What A Tea Towel Is Made Of
Tea towels are typically made from a soft but durable linen. Unlike dish towels, which are made with terry cloth meant to best absorb liquids in the kitchen, tea towels are less absorbent because of the material they are made from. They are also often embroidered or printed with stylish designed or words to add to their allure. Tea towels are meant to be more than just a flat color. They are designed to be shown off rather than dry dishes and clean up liquid messes in the kitchen.
Because tea towels are made from a different fabric than most dish towels, they also require special cleaning methods. You should wash colored tea towels separately from other fabrics, and they should be hung to dry. But because of the lightweight fabric, tea towels tend to dry quickly on the line.
Why Some Prefer Tea Towels Over Dish Towels
In a day and age when people tend to love kitschy home accessories with fun prints and sayings printed on them, tea towels have made a comeback in recent years. While tea towels don’t absorb liquids as well as standard dish towels do, some people might still prefer the stylish nature of tea towels and the fact that they can still do plenty, even if they are more like the step-sibling of the dish towel than a blood-related relative.
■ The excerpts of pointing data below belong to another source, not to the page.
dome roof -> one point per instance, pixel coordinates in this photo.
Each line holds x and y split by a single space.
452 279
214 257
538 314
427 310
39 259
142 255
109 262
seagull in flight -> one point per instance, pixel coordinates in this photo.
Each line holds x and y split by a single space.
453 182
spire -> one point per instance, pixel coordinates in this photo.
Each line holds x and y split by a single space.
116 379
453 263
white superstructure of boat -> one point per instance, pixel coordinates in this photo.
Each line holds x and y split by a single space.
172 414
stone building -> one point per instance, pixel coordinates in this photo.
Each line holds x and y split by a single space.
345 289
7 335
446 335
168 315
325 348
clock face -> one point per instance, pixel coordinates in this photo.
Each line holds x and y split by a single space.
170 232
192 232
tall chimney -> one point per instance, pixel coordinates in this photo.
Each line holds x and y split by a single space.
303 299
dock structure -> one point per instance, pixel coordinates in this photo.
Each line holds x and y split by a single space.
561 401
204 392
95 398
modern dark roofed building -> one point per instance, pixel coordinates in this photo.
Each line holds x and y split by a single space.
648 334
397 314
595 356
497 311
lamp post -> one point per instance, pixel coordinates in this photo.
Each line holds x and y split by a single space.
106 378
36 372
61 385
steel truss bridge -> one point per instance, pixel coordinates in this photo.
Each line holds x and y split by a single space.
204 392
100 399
Some people might also love the fact that tea towels make it possible to bring back the days of cloth napkins. It's hard to believe that anyone would use cloth napkins for every meal, and that’s likely not the case. But for special occasions or times when you want to be a little more formal, it can be convenient to break out the tea towels as cloth napkins. They can also be used for dusting furniture or polishing silverware and while those aren't the most interesting uses for tea towels, they offer more ways to get your money’s worth out of these kitchen towels.
How To Use A Tea Towel
Really, there are more ways you can use a tea towel than you can't. No, you can't use a tea towel when you want to wipe down the kitchen counters or dry dishes from the sink. But other than that, you can still use a tea towel to line your serving tray for meals or parties or even as shelf liners in your kitchen. And in the event that the towels get a little worn or dirty as cabinet liners, you can always remove them to give them a quick wash and freshening up before you return them to the cabinets.
You can even use tea towels as temporary place mats. The point is, despite looking like one of those kitchen items you might want but will never use, tea towels offers plenty of benefits, even if you were having a hard time trying to figure out what tea towels are even used for.
Tea towels aren't a total necessity in all kitchens. In fact, you could probably go years without ever needing one at all. But once you know tea towels exist and have seen how adorable all of the printed designs can be, you might find it hard to steer clear. Lucky for you, there are plenty of ways to use tea towels and get enough mileage out of them to make them worth every penny.